We live in Mt.P. and I was pregnant in 2002. My child has consistently tested below the limits of detection. I even had myself tested just for reassurance and I too was below the limit of detection. We have always cooked with water through a faucet mounted Pur filter (similar to Brita but more functional for a family). We also eat a diet rich in iron, calcium/magnesium and vitamin C which are all important in combating lead and other environmental toxins. We are also well educated English speaking and reading household. We are fortunate and I honestly thank God for this everyday when I see my bright little ones. There are so many people in the neighborhood who are not well educated, don't speak or read much English. They either never got the messages to filter water or did not understand it. Unfortunately I bet even money that those are the children testing with elevated lead blood levels. The areas that saw the biggest spikes are ones with large pockets of Latin and poor African American families. Some of my neighbors never took the issue seriously and thought that we were crazy yuppies for getting upset back when the story broke in late 2003.
I personally hold Jerry Johnson responsible. My hope is that he will go to prison and not the country club type for what he has overseen done to a generation of DC children. He would not have been able to perpetrate his cover up without the explicit consent of the Bush appointees at the EPA.
Just goes to show not all the criminals in DC loiter on streetcorners in poopy pants. This is exactly why DC residents shouldn't have guns. Otherwise, the good people at WASA might become victims of another type of "lead poisoning."

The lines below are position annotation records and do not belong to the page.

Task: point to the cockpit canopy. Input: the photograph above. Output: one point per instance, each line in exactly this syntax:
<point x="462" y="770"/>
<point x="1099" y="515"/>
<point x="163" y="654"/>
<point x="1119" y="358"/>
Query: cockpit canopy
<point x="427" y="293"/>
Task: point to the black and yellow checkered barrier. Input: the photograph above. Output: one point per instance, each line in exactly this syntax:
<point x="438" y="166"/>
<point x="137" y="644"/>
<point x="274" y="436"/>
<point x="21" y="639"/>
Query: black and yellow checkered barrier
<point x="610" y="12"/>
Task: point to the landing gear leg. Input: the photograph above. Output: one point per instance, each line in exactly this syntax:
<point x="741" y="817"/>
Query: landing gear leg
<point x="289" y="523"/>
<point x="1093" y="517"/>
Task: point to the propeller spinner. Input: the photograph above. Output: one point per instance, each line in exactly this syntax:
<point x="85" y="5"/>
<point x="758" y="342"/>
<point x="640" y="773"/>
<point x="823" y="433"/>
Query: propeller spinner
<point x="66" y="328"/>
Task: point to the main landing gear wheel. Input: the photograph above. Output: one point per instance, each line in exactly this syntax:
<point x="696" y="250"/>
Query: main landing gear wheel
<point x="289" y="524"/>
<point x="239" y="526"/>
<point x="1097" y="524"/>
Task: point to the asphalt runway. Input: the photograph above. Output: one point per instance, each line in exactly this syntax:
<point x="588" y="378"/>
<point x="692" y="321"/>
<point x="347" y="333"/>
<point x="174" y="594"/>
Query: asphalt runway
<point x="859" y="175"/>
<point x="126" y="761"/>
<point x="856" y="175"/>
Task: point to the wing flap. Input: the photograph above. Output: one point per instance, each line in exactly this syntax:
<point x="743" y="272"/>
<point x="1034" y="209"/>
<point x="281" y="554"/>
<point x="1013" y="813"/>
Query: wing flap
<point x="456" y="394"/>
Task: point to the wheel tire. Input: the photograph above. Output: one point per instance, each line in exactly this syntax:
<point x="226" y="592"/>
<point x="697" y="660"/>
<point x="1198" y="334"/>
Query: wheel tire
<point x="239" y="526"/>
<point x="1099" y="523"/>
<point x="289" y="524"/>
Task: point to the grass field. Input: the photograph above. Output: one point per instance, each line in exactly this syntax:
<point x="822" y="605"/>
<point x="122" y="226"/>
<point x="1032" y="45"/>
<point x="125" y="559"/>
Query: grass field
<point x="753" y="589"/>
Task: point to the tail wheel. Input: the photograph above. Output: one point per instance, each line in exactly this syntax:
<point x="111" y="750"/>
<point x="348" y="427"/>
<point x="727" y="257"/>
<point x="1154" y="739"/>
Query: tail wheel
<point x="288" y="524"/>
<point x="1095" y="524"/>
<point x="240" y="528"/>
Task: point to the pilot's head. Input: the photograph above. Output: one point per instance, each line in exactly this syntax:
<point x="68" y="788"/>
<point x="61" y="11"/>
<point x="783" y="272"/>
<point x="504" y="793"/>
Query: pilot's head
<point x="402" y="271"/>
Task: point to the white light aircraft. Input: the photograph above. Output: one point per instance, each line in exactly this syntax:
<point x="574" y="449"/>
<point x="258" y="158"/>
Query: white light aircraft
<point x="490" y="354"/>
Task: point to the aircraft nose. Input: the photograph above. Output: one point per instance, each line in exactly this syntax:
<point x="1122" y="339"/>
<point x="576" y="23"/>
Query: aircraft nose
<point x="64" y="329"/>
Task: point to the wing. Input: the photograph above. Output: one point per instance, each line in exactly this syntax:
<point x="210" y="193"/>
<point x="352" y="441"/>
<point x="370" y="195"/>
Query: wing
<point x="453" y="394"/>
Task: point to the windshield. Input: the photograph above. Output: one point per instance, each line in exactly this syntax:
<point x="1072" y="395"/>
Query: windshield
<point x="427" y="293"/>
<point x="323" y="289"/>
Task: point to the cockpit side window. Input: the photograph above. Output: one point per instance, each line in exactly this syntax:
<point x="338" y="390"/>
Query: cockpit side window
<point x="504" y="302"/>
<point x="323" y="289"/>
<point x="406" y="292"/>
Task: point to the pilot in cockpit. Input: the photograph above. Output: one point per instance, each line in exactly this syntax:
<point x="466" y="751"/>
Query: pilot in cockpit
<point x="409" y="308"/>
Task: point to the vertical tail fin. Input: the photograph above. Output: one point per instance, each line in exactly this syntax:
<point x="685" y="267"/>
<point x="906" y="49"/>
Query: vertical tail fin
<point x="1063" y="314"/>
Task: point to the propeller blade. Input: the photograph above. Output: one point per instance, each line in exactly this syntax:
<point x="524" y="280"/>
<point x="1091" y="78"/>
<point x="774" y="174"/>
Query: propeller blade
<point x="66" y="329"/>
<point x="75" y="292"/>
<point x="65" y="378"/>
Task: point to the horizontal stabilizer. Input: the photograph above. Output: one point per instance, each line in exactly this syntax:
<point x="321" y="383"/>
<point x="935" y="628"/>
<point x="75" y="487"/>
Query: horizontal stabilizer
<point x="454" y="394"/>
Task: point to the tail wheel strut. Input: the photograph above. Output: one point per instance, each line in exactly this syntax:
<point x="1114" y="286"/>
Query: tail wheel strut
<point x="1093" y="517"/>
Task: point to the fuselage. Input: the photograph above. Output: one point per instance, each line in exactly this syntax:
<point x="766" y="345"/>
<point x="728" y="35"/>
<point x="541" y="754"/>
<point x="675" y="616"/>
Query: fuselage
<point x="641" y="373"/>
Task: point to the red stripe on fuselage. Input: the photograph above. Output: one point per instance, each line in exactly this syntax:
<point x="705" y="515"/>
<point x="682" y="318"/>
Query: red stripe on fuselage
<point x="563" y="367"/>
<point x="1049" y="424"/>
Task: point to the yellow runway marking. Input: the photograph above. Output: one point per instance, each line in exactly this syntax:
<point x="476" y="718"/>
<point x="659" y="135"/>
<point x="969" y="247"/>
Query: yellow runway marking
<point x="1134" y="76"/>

It makes sense (in an alternate reality) for the city to fund a under the sink style reverse osmosis filter system for every household who doesn't have one- at least in the interim as we work towards replacing every "leady" pipe in the city (read: never). They cost about $180 or so, and are easy to install. That dollar amount multiplied by the population of DC comes out to (lets see... carry the 0) about $90M. Roughly the price of a decent Citibank executive jet, give or take a few.
Maybe we could sell the 14th St bridge?
I'd stare at a Citibank ad every day if it meant clean water. I'm with RJ, throw that stimulus money our way.